Aktualizacja holu wejściowego

Anonim

Stylizacja retro jest dziś modna, ale czasami „retro” jest synonimem „godny pożałowania”.

Korytarz wejściowy do naszego domu jest tego przykładem. Kiedy się wprowadziliśmy, staraliśmy się wmówić sobie, że biała cegła z czarną fugą jest zabawna i odjazdowa. Jednak im bardziej żyliśmy z wyglądem, tym mniej nam się podobało. Cegły miały raczej sztuczny wygląd, a czarna fuga podkreślała fakt, że rzędy nie były ani równe, ani pionowe.

W końcu zdecydowaliśmy, że brzydka biała cegła musi zniknąć. Naszym największym problemem było wymyślenie, jak usunąć cegłę bez wyburzania ściany. Po spędzeniu kilku godzin na żmudnych próbach wyważenia cegieł doszliśmy do wniosku, że konserwowanie muru jest nierealne. Nie tylko cegły musiały zniknąć, ale i ściana. Kiedy już zdecydowaliśmy się na „rozbiórkę”, a nie „usunięcie”, zaskakująco łatwo było przejść do gołych ćwieków.

Wykonaliśmy krótką pracę przy odbudowie ściany. To było niesamowite, o ile lepiej nawet naga blacha ścienna wyglądała we wpisie; od razu wiedzieliśmy, że podjęliśmy właściwą decyzję!

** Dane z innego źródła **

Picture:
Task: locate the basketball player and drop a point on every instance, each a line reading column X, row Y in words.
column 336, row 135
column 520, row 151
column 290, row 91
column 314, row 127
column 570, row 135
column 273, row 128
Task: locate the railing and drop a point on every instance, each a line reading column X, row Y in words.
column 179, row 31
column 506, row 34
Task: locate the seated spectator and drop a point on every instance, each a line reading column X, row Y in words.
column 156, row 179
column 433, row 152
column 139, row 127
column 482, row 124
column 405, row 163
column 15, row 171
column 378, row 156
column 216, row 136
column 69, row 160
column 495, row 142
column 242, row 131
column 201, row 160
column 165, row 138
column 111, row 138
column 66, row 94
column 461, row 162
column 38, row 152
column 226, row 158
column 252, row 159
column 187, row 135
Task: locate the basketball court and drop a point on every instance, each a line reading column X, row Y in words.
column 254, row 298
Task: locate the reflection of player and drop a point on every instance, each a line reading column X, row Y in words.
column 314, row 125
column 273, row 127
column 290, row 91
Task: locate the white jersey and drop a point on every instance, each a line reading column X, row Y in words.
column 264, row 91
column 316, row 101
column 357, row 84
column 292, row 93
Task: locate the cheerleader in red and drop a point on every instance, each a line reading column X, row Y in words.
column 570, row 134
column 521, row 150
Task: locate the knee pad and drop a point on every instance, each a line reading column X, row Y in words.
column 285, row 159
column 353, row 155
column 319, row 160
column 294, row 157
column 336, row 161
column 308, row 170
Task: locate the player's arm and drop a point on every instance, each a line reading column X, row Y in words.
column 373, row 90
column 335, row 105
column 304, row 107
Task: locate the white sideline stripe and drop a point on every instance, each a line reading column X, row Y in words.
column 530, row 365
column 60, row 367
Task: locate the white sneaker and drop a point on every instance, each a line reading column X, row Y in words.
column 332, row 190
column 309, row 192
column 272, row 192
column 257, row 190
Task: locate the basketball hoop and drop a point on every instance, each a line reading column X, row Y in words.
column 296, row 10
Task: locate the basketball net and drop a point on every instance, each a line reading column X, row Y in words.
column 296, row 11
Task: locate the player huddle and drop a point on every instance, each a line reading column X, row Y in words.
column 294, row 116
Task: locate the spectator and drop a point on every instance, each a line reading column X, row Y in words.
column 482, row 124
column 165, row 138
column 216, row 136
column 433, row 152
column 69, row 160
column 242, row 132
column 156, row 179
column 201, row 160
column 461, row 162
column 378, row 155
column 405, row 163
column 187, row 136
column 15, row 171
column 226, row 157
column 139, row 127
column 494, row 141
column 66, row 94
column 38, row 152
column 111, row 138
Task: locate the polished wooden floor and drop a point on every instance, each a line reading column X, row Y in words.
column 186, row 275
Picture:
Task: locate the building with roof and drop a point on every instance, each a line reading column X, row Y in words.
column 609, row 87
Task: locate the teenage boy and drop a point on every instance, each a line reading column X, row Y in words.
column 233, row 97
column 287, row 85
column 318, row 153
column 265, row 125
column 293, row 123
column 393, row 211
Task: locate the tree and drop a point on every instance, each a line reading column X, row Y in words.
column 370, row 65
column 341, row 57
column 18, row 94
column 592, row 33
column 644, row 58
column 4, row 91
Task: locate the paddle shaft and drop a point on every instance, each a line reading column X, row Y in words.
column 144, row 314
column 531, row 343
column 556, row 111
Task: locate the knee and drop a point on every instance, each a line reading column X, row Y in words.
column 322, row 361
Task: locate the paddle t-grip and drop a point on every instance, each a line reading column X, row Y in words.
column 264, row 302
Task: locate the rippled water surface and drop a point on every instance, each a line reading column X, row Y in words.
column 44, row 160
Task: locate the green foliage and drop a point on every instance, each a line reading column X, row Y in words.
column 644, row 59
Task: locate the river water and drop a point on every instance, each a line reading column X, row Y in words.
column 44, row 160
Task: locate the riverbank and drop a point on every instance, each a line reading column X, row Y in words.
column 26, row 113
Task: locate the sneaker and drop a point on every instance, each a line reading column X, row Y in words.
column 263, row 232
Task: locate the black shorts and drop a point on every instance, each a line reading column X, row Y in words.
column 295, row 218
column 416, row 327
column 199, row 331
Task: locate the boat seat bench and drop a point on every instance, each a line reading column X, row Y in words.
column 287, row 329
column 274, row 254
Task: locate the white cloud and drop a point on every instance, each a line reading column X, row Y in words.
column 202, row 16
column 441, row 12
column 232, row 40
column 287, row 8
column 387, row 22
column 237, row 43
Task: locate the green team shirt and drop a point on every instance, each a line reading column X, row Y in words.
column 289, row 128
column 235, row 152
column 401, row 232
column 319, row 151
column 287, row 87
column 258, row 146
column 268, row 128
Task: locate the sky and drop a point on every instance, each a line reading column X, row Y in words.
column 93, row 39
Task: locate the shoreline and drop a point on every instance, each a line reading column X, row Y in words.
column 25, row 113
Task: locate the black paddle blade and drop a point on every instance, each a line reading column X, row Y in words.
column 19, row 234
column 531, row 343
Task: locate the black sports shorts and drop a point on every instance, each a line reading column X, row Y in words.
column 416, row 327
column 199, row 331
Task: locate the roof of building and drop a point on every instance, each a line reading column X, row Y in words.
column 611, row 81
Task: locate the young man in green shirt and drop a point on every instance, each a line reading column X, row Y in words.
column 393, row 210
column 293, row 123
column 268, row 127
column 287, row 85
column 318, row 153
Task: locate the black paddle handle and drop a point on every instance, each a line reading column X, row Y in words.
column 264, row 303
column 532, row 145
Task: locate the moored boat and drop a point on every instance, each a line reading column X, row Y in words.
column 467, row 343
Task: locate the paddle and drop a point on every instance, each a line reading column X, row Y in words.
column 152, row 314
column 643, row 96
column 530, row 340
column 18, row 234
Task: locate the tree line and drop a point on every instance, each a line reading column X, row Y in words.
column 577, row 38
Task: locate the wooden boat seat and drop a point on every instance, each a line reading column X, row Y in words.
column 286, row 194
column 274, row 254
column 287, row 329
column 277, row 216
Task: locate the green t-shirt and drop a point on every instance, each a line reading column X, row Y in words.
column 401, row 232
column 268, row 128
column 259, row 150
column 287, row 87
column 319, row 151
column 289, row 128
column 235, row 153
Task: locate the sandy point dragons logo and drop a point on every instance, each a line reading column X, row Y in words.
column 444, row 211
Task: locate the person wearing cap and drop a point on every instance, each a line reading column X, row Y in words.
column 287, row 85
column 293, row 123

Naszym kolejnym wyzwaniem było ustalenie, co dokładnie zrobić z tymi gołymi ścianami. Ponieważ nasz dom jest dwupoziomowy, a goście patrzą do salonu, gdy znajdują się w przedpokoju, postanowiliśmy tematycznie ujednolicić motywy projektowe w dwóch pokojach. Tylna ściana salonu wyłożona jest boazerią z drewna brzozowego, zwieńczoną listwą koronową, obie barwione na bogaty mahoniowy odcień. Postanowiliśmy wybrać te same elementy we wpisie.

Jednak po eksperymentach z boazerią zdecydowaliśmy, że jest za ciemno na małą przestrzeń. Rozwiązaniem było przycięcie boazerii i zamontowanie jej jako boazerii. Użyliśmy tej samej listwy korony, co w salonie i skomplikowanej listwy ramy obrazu jako poręczy krzesła. Na koniec pomalowaliśmy górne ściany na delikatny kremowy kolor, aby kontrastować z mahoniową bejcą stolarki i stworzyć płynny przepływ do salonu.

Przyglądając się ukończonym ścianom, pozwoliliśmy sobie na krótką chwilę samozadowolenia. W końcu mieliśmy korytarz wejściowy, który zamiast sprawiać, że się wzdrygnęliśmy, sprawiło, że było nam wygodnie.